The next morning, after Miss Pemberton left the cottage, Rosie made another pot of tea for herself and Thomas. It wasn’t nine yet, a cold but sunny morning. Miss Pemberton had just gone into her office for a couple of hours, but would be back in time to take Thomas to the station at eleven.
Thomas was prodding a little more life into the fire and Rosie brought the tray of tea over to him.
‘When will Alan’s adoption be?’ she asked. Yesterday she hadn’t been totally convinced it was the right thing to do, but she’d woken this morning knowing for certain it was.
‘I think it ought to be as soon as possible, don’t you?’ Thomas said with a sigh. ‘But let’s leave that subject for another day. I want to know about your job. You haven’t said a word about that.’
Thomas had sensed Violet had gone out specifically to give them time to talk alone. He had no idea what she thought he ought to discuss with Rosie, but he knew it wasn’t just Alan’s adoption.
‘There’s nothing much to say,’ Rosie shrugged. ‘I’m going to look around for a new job when I get back.’

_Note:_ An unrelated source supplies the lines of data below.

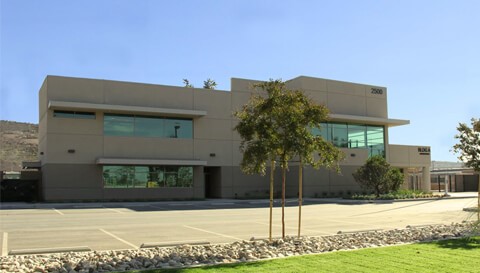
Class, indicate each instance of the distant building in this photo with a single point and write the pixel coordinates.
(112, 140)
(454, 175)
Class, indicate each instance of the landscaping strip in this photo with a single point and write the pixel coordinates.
(241, 251)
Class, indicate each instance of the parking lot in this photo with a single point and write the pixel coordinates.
(36, 228)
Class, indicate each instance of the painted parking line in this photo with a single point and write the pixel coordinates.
(118, 238)
(114, 210)
(214, 233)
(4, 244)
(57, 211)
(174, 243)
(222, 204)
(49, 250)
(180, 204)
(296, 229)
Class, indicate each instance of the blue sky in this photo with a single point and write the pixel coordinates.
(427, 53)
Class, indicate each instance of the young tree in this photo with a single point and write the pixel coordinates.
(209, 84)
(469, 149)
(187, 83)
(276, 125)
(379, 176)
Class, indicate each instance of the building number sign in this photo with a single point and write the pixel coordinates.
(376, 91)
(424, 150)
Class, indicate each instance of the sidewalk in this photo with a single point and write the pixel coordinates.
(233, 202)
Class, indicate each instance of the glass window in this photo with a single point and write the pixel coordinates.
(376, 140)
(85, 115)
(73, 114)
(141, 177)
(322, 131)
(185, 176)
(63, 114)
(149, 126)
(118, 176)
(339, 135)
(178, 128)
(356, 136)
(118, 125)
(147, 176)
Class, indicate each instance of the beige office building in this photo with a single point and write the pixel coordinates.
(112, 140)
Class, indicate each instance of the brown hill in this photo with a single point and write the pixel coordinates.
(18, 142)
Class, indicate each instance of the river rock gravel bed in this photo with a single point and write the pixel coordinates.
(241, 251)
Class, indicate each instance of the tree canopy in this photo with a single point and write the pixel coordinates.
(377, 175)
(276, 125)
(209, 84)
(468, 147)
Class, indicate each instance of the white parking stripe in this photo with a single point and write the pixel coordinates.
(115, 210)
(4, 244)
(57, 211)
(214, 233)
(118, 238)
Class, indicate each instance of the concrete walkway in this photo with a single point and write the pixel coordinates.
(222, 202)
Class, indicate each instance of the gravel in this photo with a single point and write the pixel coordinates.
(241, 251)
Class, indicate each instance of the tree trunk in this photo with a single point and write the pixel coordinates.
(300, 194)
(272, 172)
(478, 201)
(283, 200)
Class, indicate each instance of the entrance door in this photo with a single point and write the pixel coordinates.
(213, 182)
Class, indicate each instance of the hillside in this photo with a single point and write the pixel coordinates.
(18, 142)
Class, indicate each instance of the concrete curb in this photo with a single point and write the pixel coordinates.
(49, 250)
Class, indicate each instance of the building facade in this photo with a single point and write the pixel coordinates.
(112, 140)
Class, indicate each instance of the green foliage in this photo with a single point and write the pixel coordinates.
(458, 255)
(187, 83)
(276, 125)
(379, 176)
(209, 84)
(469, 146)
(398, 195)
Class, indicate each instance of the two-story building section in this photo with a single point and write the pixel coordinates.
(111, 140)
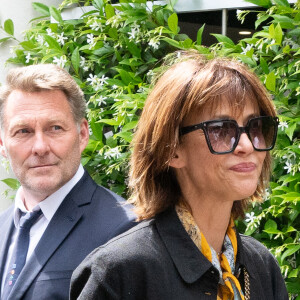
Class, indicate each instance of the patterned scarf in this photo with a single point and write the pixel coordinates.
(229, 287)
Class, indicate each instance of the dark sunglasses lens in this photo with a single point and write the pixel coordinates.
(262, 132)
(222, 135)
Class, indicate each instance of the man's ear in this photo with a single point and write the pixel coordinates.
(178, 160)
(84, 134)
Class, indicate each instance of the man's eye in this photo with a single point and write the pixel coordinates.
(22, 131)
(56, 127)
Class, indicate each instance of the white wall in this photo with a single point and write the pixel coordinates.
(21, 12)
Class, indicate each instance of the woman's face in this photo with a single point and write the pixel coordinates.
(232, 176)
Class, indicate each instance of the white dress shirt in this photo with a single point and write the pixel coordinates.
(48, 207)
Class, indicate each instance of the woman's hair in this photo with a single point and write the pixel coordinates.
(189, 85)
(41, 77)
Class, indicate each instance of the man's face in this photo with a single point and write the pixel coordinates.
(41, 140)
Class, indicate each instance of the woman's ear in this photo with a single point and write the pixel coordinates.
(178, 160)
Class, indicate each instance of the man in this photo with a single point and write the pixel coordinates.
(43, 133)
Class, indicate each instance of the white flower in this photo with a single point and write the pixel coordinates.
(245, 50)
(288, 166)
(50, 32)
(28, 57)
(103, 79)
(283, 125)
(250, 217)
(95, 26)
(93, 79)
(61, 38)
(82, 61)
(91, 40)
(238, 11)
(154, 43)
(40, 39)
(101, 100)
(60, 61)
(112, 153)
(132, 34)
(96, 82)
(108, 134)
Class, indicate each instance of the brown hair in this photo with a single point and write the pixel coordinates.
(40, 77)
(188, 85)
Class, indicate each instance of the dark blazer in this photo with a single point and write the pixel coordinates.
(89, 216)
(158, 260)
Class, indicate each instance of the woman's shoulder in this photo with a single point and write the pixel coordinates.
(137, 242)
(256, 252)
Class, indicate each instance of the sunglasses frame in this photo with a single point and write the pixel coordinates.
(240, 130)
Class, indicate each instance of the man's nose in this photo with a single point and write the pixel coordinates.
(40, 145)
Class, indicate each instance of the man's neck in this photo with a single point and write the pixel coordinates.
(31, 199)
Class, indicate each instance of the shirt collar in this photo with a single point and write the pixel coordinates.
(51, 203)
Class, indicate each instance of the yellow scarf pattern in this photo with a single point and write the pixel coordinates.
(229, 287)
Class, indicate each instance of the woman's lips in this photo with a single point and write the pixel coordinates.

‘That bad, eh?’ Thomas pulled a face.
‘It’s not all bad,’ she smiled. ‘One patient called Donald I really love, some of the others I’ve got quite attached to. I like the other girls and there are times when it’s quite good fun. I’ve learned a lot there. Last year when I saw you I thought I’d never get used to some of the awful things. But I have.’
‘All of them?’ Thomas raised one eyebrow.
‘No.’ She dropped her eyes from his. ‘There’s Matron, and the secrecy about what goes on upstairs.’ She told him just a little, but brushed it off with a tight little laugh. ‘The trouble with me is that I am a nosy parker. If I could be like everyone else and just do my job without wanting to know the ins and outs of everything, I’d be a whole lot happier.’
Thomas thought Miss Pemberton would probably winkle all this out of her and she was better-placed to advise Rosie what to do about it. ‘Well, I’d be a whole lot happier if you’d meet me in London,’ he said. ‘How about we arrange a regular evening, say once every three weeks or so, and I’ll take you out to supper somewhere?’
‘Why would you want to do that?’ she asked.
‘Because I think we need one another.’
Rosie looked at him and frowned. She knew she wanted to see him, but she couldn’t imagine why he should want to. ‘To talk about Alan, do you mean?’
‘Well yes, but not just that. There’s a great deal of unfinished business between us. I haven’t told you why I didn’t contact you before.’
‘But I know why that was,’ she said.
All at once Thomas knew what Violet wanted them to talk about. ‘Maybe you think you do, but we haven’t discussed it,’ he said. ‘Perhaps too I just want you as a chum. Or don’t you fancy a one-legged old crock as a friend?’
‘Of course I do,’ she said indignantly. ‘I just don’t see how we can be, not after all that stuff in the trial.’